Writing on LinkedIn on 26 July, CrowdStrike CEO George Kurtz, who has been communicating information about the incident at a steady clip since it first unfolded, said that as of Thursday 25 July “over 97%” of Windows sensors were back online.
“This progress is thanks to the tireless efforts of our customers, partners, and the dedication of our team at CrowdStrike. However, we understand our work is not yet complete, and we remain committed to restoring every impacted system,” said Kurtz.
“To our customers still affected, please know we will not rest until we achieve full recovery. At CrowdStrike, our mission is to earn your trust by safeguarding your operations. I am deeply sorry for the disruption this outage has caused and personally apologise to everyone impacted. While I can’t promise perfection, I can promise a response that is focused, effective, and with a sense of urgency.”
Kurtz said the remedial efforts had been greatly helped thanks to the use of automated recovery techniques and by mobilising all possible resources to support affected customers. He reiterated CrowdStrike’s commitment to its core mission – to stop breaches – but with a new focus on customer controls and resilience, as detailed in the firm’s preliminary incident report last week.
Fixed update set for implementation soon
Meanwhile, CrowdStrike confirmed to Computer Weekly’s sister title TechTarget Security prior to the weekend that the logic error that caused the chaos was definitely fixed, and intensive testing is now underway before the update can be pushed to live, set for the coming days.
The tainted update was part of a rapid response roll-out normally used by CrowdStrike to enhance the dynamic protection mechanisms of its Falcon platform – that is to say, it was designed to identify new cyber security issues and help customers mitigate them.
The company performs such updates all the time, but on this occasion, some problematic content in a channel file made it past the beady eyes of CrowdStrike’s automated content validator. The two issues combined led to an out-of-bound memory condition, which triggered an exception overwhelming the Windows operating system and causing vulnerable devices to fail and crash, resulting in the infamous blue screen of death.
CrowdStrike is attempting to make sure the issue cannot replicate in future by improving the resilience of its rapid response updates through improved testing at multiple levels, and adding refreshed validation checks to the automated content validator tool that let it down.

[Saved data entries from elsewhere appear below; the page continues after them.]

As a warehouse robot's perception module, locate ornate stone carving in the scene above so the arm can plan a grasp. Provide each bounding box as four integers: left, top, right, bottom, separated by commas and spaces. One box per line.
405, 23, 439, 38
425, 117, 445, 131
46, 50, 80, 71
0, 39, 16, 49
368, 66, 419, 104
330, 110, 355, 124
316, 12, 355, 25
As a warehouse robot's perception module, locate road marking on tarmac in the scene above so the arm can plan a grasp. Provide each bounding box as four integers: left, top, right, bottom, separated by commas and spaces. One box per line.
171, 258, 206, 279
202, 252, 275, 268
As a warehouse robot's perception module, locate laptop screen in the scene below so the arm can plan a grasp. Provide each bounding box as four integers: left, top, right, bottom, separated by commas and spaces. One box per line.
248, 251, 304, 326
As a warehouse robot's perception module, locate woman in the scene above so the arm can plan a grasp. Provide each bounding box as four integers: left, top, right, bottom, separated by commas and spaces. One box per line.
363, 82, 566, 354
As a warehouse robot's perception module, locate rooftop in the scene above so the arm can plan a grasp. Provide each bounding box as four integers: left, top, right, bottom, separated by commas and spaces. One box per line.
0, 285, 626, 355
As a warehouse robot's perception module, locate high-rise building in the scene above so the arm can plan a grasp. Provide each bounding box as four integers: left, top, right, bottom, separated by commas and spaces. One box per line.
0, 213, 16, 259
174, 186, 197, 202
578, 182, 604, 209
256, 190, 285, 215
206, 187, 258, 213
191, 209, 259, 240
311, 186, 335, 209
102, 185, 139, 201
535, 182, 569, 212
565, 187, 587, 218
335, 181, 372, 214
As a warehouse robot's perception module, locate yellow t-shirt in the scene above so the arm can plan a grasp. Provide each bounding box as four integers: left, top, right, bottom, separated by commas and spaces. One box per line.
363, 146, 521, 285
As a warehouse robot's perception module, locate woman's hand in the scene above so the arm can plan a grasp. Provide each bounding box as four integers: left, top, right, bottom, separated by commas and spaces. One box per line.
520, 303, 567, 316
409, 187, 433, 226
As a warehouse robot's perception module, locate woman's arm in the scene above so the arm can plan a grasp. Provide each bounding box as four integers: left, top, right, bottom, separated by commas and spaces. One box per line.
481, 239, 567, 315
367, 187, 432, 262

It also now plans to roll out rapid response updates on a staggered basis, deploying them across the Falcon sensor base more slowly and making use of “canary” deployments designed to highlight any major issues before they spread.

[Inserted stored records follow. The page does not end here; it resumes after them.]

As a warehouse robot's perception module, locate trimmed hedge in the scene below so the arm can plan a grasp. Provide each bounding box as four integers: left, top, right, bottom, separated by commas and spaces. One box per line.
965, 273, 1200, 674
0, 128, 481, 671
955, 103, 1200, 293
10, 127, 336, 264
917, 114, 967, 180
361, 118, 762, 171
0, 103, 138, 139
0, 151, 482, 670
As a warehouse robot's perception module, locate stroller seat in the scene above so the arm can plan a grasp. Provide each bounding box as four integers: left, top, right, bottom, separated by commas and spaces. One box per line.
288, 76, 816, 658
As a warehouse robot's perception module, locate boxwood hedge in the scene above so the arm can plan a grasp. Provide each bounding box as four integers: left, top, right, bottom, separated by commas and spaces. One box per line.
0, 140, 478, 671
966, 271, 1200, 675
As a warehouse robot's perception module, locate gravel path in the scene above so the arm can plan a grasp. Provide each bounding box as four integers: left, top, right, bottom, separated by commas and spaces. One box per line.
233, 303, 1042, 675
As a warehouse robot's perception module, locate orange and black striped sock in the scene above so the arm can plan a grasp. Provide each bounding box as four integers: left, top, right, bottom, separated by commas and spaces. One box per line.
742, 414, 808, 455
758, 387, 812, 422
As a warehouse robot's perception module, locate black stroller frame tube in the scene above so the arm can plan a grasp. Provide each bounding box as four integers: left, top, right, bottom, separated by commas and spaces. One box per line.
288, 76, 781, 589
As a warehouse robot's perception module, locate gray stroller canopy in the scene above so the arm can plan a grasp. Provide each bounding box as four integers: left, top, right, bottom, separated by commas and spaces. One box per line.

This will see sensor and system performance receive enhanced monitoring, and at some point, CrowdStrike customers are to be given more options to manage rapid response updates themselves.
Real-life impacts
Meanwhile, real-world impacts continue to be felt from the outage, which notably caused airlines all over the world to delay, reschedule and cancel flights.
Among the stories to have emerged is that of an 83-year-old man who became the subject of a search operation by authorities in the US. Patrick Bailey, who was scheduled to fly home from Florida to California on 19 July, was put up in a local hotel when his flight was cancelled.
Although Bailey checked out the following morning, he accidentally left his mobile phone in his room and went missing for several days. Bailey eventually turned up in California on 28 July, having instead decided to take a long-distance Greyhound bus across the US.